Competitive Searching over Terrains

We study a variant of the searching problem where the environment consists of a known terrain and the goal is to obtain visibility of an unknown target point on the surface of the terrain. The searcher starts on the surface of the terrain and is allowed to fly above the terrain. The goal is to devise a searching strategy that minimizes the competitive ratio, that is, the worst-case ratio between the distance traveled by the searching strategy and the minimum travel distance needed to detect the target.
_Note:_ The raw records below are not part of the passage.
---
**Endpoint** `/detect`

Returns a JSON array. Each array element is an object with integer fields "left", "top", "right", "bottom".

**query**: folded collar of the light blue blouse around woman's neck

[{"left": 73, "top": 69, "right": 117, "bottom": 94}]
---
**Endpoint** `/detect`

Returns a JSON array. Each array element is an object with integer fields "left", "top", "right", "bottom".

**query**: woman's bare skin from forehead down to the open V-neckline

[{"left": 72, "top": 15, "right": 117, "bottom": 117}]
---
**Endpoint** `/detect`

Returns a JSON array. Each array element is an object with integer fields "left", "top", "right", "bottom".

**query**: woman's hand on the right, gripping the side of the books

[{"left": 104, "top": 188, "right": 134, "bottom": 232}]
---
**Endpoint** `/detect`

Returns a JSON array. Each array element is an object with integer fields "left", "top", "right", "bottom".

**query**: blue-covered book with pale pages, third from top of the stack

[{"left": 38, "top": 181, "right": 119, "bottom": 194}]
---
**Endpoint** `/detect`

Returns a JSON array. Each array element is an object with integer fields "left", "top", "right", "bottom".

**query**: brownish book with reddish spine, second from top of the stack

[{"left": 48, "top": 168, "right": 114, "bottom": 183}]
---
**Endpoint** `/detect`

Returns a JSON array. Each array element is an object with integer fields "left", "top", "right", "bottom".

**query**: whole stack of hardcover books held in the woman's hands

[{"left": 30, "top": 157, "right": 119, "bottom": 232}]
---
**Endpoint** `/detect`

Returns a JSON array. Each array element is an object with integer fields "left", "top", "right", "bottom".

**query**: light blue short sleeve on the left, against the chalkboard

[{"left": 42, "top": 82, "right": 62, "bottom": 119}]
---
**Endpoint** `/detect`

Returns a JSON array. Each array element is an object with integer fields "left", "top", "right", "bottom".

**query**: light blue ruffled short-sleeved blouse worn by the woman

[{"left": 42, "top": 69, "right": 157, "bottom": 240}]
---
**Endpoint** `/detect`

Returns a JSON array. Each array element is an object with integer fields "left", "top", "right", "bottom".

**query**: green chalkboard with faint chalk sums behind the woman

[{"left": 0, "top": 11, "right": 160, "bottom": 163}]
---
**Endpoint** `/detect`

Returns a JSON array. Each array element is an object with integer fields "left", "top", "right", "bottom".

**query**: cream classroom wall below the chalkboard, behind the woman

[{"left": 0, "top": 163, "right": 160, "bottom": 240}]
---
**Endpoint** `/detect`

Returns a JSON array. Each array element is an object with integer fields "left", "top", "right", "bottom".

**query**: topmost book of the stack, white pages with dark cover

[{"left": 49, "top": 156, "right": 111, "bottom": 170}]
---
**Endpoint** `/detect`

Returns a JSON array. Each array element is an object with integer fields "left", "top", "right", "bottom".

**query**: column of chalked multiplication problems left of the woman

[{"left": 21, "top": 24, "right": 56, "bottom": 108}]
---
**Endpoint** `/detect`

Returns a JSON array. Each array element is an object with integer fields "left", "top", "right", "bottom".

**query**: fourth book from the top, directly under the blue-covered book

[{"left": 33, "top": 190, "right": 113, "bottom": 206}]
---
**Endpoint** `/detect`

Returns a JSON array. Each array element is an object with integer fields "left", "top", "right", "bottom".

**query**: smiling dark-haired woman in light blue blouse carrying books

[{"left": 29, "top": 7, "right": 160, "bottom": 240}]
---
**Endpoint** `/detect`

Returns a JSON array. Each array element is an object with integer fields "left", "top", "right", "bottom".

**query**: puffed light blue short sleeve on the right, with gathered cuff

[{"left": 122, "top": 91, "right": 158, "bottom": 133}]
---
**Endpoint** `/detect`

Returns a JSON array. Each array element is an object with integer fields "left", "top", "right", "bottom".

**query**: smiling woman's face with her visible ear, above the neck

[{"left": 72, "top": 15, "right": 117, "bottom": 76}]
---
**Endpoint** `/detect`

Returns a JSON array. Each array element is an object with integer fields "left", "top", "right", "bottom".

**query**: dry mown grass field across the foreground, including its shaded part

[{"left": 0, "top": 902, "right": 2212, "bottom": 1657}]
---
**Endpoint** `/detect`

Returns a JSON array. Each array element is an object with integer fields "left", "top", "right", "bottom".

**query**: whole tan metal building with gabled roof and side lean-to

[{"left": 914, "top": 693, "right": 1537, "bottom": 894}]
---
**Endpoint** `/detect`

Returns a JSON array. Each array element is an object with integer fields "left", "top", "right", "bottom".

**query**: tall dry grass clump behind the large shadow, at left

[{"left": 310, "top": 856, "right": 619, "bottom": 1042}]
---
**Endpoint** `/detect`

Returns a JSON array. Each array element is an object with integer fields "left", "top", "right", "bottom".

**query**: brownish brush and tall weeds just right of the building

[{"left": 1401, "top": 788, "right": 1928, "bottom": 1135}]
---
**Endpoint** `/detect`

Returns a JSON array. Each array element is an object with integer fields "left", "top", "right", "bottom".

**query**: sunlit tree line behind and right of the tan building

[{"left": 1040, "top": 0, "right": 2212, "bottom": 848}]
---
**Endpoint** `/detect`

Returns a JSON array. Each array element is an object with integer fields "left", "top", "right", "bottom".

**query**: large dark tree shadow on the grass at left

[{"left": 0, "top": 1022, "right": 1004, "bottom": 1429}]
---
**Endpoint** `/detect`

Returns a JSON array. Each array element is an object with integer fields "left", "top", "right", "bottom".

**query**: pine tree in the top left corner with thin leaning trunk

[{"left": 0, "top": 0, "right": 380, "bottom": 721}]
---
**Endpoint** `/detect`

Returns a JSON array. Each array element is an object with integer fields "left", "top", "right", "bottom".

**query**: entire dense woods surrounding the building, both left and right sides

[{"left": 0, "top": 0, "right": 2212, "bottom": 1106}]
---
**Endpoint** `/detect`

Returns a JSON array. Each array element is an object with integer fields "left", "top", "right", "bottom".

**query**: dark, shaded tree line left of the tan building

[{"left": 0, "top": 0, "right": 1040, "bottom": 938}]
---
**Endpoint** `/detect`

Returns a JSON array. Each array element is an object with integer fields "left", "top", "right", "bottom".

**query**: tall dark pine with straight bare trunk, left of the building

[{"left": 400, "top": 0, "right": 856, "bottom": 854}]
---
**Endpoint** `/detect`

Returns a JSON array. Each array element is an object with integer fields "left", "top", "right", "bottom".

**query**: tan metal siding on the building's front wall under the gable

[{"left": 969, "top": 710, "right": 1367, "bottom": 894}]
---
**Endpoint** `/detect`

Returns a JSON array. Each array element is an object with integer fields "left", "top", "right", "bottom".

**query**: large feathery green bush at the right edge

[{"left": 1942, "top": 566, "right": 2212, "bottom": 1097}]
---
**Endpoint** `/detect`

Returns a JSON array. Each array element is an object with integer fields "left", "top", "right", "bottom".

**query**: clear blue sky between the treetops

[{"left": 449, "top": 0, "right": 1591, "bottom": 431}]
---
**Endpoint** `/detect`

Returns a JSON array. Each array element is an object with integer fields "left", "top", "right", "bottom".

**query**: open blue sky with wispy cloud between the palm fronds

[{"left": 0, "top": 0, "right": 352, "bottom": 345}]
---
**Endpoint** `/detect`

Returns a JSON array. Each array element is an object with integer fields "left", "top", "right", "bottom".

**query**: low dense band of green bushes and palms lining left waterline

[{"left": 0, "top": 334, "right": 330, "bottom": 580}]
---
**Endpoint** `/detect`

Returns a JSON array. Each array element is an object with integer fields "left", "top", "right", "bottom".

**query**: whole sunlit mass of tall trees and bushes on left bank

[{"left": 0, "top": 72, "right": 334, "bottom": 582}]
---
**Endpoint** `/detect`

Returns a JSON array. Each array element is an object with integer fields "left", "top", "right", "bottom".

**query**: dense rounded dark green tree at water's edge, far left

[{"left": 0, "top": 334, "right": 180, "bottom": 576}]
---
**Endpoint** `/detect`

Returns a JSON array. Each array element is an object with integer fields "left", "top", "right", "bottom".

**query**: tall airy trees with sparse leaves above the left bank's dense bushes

For $1.5$D terrains we show that any searching strategy has a competitive ratio of at least $\sqrt{82}$ and we present a nearly-optimal searching strategy that achieves a competitive ratio of $3\sqrt{19/2} \approx \sqrt{82} + 0.19$. This strategy extends directly to the case where the searcher has no knowledge of the terrain beforehand. For $2.5$D terrains we show that the optimal competitive ratio depends on the maximum slope $\lambda$ of the terrain, and is hence unbounded in general. Specifically, we provide a lower bound on the competitive ratio of $\Omega(\sqrt{\lambda})$. Finally, we complement the lower bound with a searching strategy based on the maximum slope of the known terrain, which achieves a competitive ratio of $O(\sqrt{\lambda})$.